Voor zover ik mij kan herinneren heb ik altijd al gedichten geschreven. Dichters situeren het begin van hun dichterschap vaak in de adolescentie, al dan niet getriggerd door een onbereikbare liefde, al dan niet gestuurd door een bevlogen poësisleraar. Zo ook ik, de clichés hebben hun rechten. Maar als ik er goed over nadenk, kwam ik ook veel vroeger al in de ban van het rijm, de cadans, het repetitieve refrein, het muziekje dat in de versjes zat die we als kind moesten opdreunen, en ja, durfde ik, zodra ik kon schrijven, al eens enig zelfgemaakt rijm aan het ruitjespapier van mijn kladblok toevertrouwen.

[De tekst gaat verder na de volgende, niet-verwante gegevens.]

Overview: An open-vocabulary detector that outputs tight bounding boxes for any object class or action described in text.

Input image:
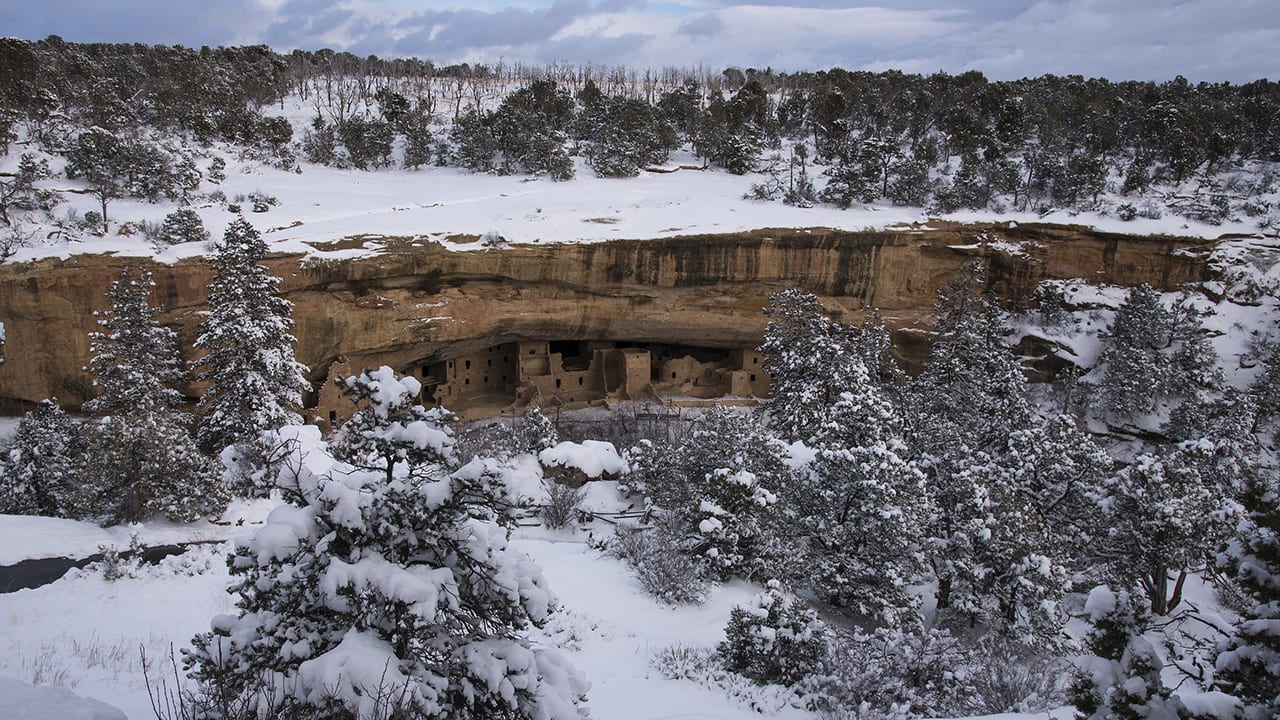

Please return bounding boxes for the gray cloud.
[394,0,595,56]
[534,31,655,64]
[677,13,725,37]
[3,0,265,47]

Als men mij vraagt waarom ik poëzie schrijf, geef ik soms als antwoord: Omdat zoveel woorden elkaar nog nooit hebben ontmoet. Dit lijkt me een afdoende reden. Uitdagend is het: hoe kan ik woorden op zodanige wijze bij elkaar brengen dat uit de chemie van hun samengaan nieuwe betekenissen ontstaan. Dat een vergezicht zich ontplooit in de baaierd. Dat een inzicht vluchtig oplicht in de woordenbrij.

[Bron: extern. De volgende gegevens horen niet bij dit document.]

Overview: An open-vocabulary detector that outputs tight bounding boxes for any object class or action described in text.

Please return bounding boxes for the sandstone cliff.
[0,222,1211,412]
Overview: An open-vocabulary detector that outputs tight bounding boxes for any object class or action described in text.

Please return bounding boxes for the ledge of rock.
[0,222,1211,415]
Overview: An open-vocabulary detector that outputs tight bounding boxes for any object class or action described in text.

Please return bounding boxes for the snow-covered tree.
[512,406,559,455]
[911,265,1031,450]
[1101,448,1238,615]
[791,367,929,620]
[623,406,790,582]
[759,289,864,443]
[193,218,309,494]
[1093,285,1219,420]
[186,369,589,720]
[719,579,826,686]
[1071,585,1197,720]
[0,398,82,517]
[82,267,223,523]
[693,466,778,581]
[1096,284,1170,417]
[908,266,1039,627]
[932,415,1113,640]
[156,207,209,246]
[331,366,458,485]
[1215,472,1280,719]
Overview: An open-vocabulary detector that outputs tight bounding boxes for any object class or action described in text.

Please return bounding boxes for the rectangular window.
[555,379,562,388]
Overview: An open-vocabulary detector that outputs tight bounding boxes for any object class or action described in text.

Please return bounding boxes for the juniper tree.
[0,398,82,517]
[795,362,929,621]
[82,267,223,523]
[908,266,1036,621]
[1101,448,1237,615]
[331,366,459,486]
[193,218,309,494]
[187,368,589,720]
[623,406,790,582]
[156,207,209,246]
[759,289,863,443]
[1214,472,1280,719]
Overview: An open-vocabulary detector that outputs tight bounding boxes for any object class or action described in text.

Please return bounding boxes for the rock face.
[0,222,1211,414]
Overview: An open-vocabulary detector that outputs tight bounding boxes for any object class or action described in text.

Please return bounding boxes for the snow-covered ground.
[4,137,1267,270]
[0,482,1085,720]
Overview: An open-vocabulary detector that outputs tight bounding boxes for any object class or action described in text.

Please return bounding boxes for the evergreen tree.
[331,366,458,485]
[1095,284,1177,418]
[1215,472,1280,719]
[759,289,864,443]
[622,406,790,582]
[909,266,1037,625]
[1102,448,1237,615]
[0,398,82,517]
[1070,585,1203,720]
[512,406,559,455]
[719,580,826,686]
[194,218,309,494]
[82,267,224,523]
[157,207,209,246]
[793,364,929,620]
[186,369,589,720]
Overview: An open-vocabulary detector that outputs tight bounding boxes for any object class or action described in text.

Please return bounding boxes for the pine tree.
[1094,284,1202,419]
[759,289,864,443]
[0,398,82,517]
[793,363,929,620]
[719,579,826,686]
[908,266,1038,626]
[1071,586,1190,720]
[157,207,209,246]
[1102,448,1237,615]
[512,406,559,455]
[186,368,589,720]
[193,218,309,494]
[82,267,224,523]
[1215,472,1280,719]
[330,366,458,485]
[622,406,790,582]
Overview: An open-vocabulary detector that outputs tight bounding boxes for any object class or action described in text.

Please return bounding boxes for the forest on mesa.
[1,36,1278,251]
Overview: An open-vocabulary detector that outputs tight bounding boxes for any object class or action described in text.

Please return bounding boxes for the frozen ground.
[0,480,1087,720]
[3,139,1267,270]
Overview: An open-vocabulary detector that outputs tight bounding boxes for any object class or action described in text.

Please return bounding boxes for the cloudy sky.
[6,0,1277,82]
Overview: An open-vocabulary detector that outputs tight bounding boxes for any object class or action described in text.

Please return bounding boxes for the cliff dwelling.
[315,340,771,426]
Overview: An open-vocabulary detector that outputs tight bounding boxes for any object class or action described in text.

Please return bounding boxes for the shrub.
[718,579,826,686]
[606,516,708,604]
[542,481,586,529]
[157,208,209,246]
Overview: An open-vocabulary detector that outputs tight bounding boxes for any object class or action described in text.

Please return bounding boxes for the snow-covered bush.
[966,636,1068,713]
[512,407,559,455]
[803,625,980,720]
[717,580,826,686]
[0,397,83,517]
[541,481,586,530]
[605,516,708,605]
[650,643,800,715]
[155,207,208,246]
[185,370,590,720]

Joseph Brodsky: soms slaagt een dichter erin met behulp van één woord daar te komen waar nog nooit iemand is geweest.
Opwindend is het ook: ervaren hoe de tekst die ik schrijf, of de tekst die zichzelf schrijft (waar eindigt het ene, en begint het andere?), mij verandert. Hoe ik iets onder mijn pen zie ontstaan dat ik nog niet wist, waar ik verwonderd naar staar. Avontuurlijk is het: waar zal ik uitkomen, als ik aan de slag ga met die eerste aanzet, die eerste regel, die ik soms, vanuit het ongewisse, cadeau krijg? Want vaak loopt het natuurlijk ook op niets uit, en blijkt die gekregen regel na een nachtje slapen en het wegebben van de roes dan toch niet zo’n fantastisch cadeau.

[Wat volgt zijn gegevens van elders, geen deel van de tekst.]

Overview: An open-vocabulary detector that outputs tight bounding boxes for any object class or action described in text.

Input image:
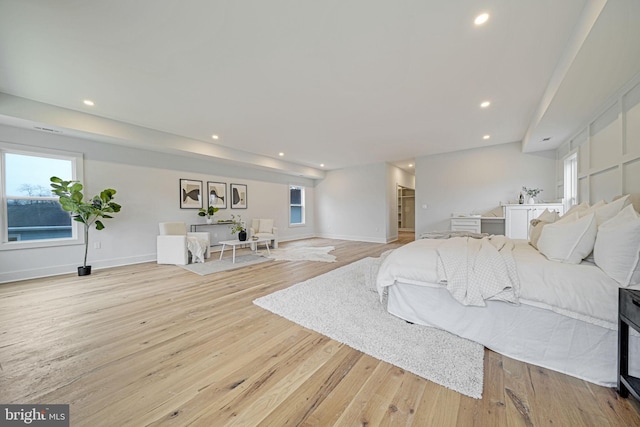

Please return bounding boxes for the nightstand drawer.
[620,289,640,331]
[450,218,481,233]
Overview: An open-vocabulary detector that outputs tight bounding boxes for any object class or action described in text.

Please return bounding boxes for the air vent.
[34,126,62,134]
[542,137,551,142]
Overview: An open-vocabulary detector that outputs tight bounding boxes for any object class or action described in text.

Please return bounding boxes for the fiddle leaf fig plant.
[50,176,122,271]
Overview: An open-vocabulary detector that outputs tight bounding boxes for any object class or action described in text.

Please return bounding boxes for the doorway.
[397,185,415,231]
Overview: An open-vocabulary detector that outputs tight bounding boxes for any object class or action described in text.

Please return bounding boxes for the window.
[289,185,305,226]
[563,152,578,212]
[1,144,82,249]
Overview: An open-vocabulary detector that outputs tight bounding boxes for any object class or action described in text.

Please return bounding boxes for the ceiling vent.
[34,126,62,134]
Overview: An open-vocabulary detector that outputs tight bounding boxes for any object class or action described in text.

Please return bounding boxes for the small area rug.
[253,257,484,398]
[180,254,271,275]
[265,245,336,262]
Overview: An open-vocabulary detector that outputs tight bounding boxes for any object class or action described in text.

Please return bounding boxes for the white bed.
[376,202,640,386]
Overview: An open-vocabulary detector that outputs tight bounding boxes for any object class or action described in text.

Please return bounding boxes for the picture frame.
[207,181,227,209]
[179,179,203,209]
[230,183,247,209]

Maar natuurlijk doen wij, dichters, het in de eerste plaats uit zucht naar meesterschap. Wij doen het voor de flonkerende formulering, voor het gebeitelde beeld, voor de fraai gedraaide krul, voor de Vorm. Dichters zijn mislukte muzikanten. Dichters zijn mislukte redenaars. Want alle poëzie is muziek, alle poëzie is retoriek. Poëzie hengelt naar de instemming van het publiek, poëzie wil overdonderen, verleiden, binnendoen. Dat jongetje dat niet goed is in voetballen en dan maar gedichten schrijft om dat mooiste meisje van de klas in te pakken, weet je wel.
© Frans Deschoemaeker
Uit: De waterlelies van Montparnasse, een werk in gestadige voortgang.
2 opmerkingen:
Juist! En hoe erg is het niet niet te kunnen voetballen, en de woorden niet op hun juiste plaats krijgen om ergens te komen waar je nog niet, waar niemand ooit was...! Troost is er gelukkig wel : al die goede Beatrices, sorry die goede dichters (m/v) 'Inpakken' is er dan wel niet bij, of amper ....
Er zijn ook dichters die goed met een bal overweg kunnen... :-) Combinatie voetbal-poëzie (zoals Herman De Coninck beschreef in het gedicht "Cruijff"). Maar deze tekst is bijzonder geschikt voor een handboek Nederlandse literatuur voor vijfdejaars (inclusief het gedicht van De Coninck).